Borges International Group
- Type: Public
- Industry: Food
- Founded: 1896; 130 years ago
- Founder: Pont Creus
- Headquarters: Tàrrega, Catalonia, Spain
- Key people: Antonio Pont Amenos
- Products: Food
- Revenue: 670 million euros
- Number of employees: 1100
- Website: www.borges.es

= Borges (company) =

Spanish food company

Borges International Group (/ca/) is a Spanish food company based in Tàrrega, Catalonia, Spain. It was founded in 1896.

Borges produces a range of olive oil, nuts, dried fruits, olives, vinegars. The company exports products to over 120 countries and offers private-label production services. The company's headquarters are located in Reus and Tàrrega (100 km from Barcelona), with 1100 employees, turnover of 670 million euros.

== History ==
In 1896, the couple Antonio Pont Pont and Dolores Creus Casanovas founded Industrias Pont in Tárrega (Lérida) for the sale of almonds and olives, typical products of the region.

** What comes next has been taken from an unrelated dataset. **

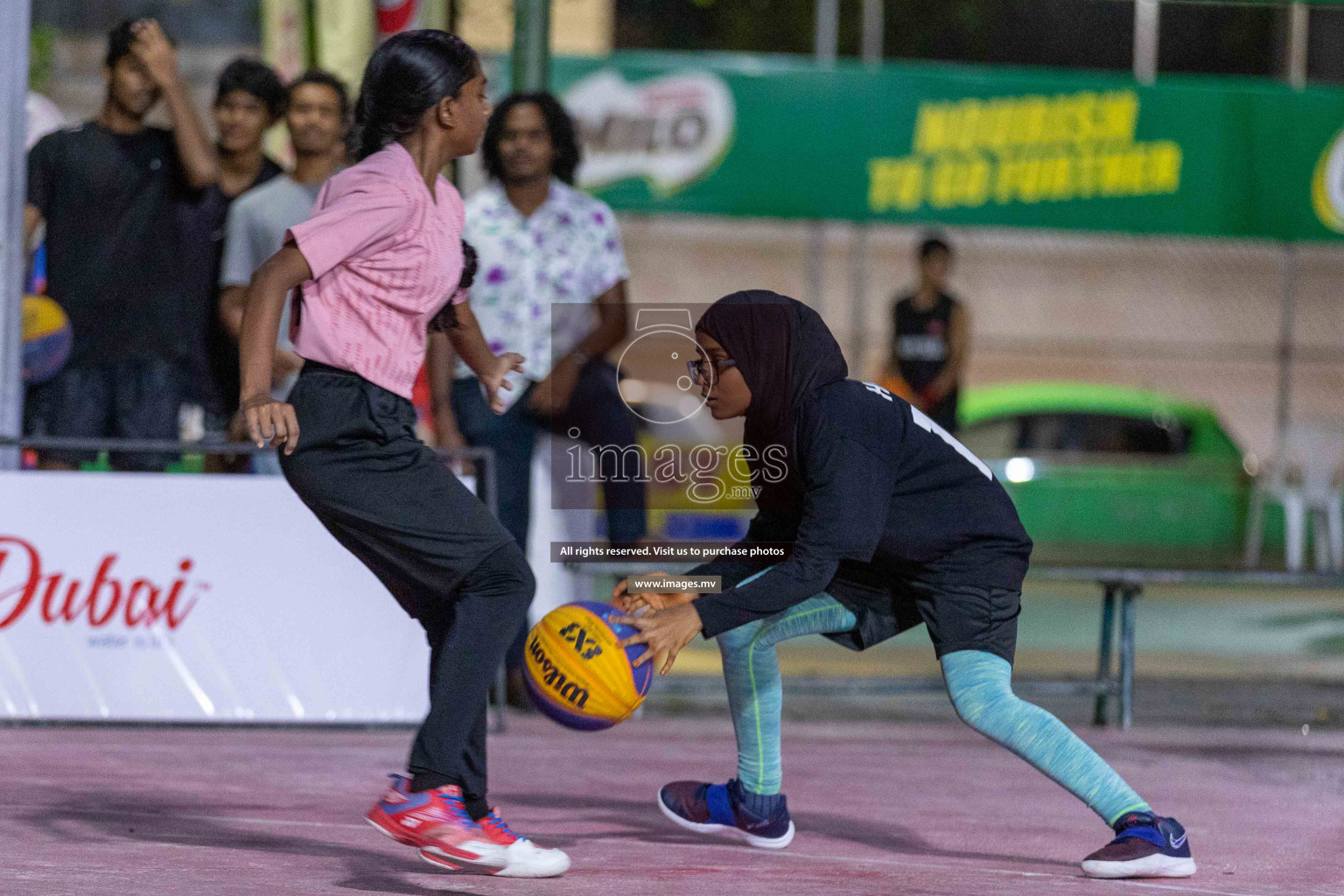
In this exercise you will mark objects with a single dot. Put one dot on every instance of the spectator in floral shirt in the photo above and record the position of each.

In 1914, the industrialization of the group began with the acquisition of an oil mill to obtain olive oil.

In 1985, the first international subsidiary was created in California for the supply of walnuts and almonds.

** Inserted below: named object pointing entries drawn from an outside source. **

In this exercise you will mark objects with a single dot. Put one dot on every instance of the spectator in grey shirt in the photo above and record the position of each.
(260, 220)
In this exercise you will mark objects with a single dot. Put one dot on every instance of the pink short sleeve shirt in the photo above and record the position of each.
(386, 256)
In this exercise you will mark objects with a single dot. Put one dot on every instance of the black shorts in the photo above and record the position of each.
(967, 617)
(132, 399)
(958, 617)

== International presence ==
The company has an important international activity, not in vain approximately 75% of the group's sales are made abroad. The company is one of the world leaders in the olive oil, vinegar, walnut, olive and almond markets.

Borges Agricultural & Industrial Edible Oils owns production and bottling facilities for its Modena Vinegar in Marzaglia, Italy, and Cairo, Egypt, as well as an olive oil filtering and production facility in Sfax, Tunisia. Borges Agriculture and Industrial Nuts owns a processing plant in Glenn, California.

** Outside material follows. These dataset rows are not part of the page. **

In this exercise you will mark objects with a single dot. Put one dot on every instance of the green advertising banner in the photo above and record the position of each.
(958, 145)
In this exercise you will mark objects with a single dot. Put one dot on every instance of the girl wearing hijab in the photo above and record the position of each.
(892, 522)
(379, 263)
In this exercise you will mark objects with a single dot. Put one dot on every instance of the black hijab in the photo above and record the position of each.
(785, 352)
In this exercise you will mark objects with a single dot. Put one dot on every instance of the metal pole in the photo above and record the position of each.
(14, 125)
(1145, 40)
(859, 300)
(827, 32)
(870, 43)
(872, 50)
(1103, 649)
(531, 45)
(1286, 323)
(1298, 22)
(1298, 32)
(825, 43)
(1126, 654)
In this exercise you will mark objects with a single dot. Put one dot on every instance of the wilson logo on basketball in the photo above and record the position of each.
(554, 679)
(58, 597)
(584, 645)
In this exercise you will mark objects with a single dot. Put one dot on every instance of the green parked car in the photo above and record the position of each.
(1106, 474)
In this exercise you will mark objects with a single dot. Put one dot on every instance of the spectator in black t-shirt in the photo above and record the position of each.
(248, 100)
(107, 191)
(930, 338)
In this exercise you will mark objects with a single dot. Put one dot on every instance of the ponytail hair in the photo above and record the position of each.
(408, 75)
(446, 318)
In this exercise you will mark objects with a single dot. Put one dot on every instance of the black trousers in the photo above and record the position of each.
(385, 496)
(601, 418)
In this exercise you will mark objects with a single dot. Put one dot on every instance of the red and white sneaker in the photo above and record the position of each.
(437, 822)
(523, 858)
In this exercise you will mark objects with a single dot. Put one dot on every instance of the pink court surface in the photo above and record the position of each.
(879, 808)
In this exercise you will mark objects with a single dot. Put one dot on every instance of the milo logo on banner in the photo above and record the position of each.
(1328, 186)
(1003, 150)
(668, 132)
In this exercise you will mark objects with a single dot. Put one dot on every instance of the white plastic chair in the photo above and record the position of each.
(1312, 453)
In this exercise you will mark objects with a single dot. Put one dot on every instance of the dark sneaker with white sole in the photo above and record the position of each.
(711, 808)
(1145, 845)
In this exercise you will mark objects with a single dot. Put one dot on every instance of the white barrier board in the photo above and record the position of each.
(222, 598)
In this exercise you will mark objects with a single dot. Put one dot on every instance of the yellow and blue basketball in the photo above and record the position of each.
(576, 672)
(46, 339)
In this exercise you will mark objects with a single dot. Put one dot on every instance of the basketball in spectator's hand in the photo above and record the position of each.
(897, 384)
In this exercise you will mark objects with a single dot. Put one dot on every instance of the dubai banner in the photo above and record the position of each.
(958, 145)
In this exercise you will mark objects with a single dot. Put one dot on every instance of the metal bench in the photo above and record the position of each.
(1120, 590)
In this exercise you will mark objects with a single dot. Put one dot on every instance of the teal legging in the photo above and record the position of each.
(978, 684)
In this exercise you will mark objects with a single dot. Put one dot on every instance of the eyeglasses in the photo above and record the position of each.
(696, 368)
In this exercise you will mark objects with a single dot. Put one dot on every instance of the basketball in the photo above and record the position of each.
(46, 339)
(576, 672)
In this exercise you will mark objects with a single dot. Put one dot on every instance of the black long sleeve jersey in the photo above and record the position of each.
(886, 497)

The company belongs to the Leading Brands of Spain Forum.

Despite the Russian invasion of Ukraine in 2022 and the imposition of widespread international sanctions, Borges has continued its business operations in Russia. The company's ongoing presence in the Russian market has drawn criticism for indirectly supporting Russia's economy during its aggression against Ukraine. This situation has raised ethical concerns and questions about corporate accountability, particularly as Russia remains under global scrutiny for its violations of international law and humanitarian principles.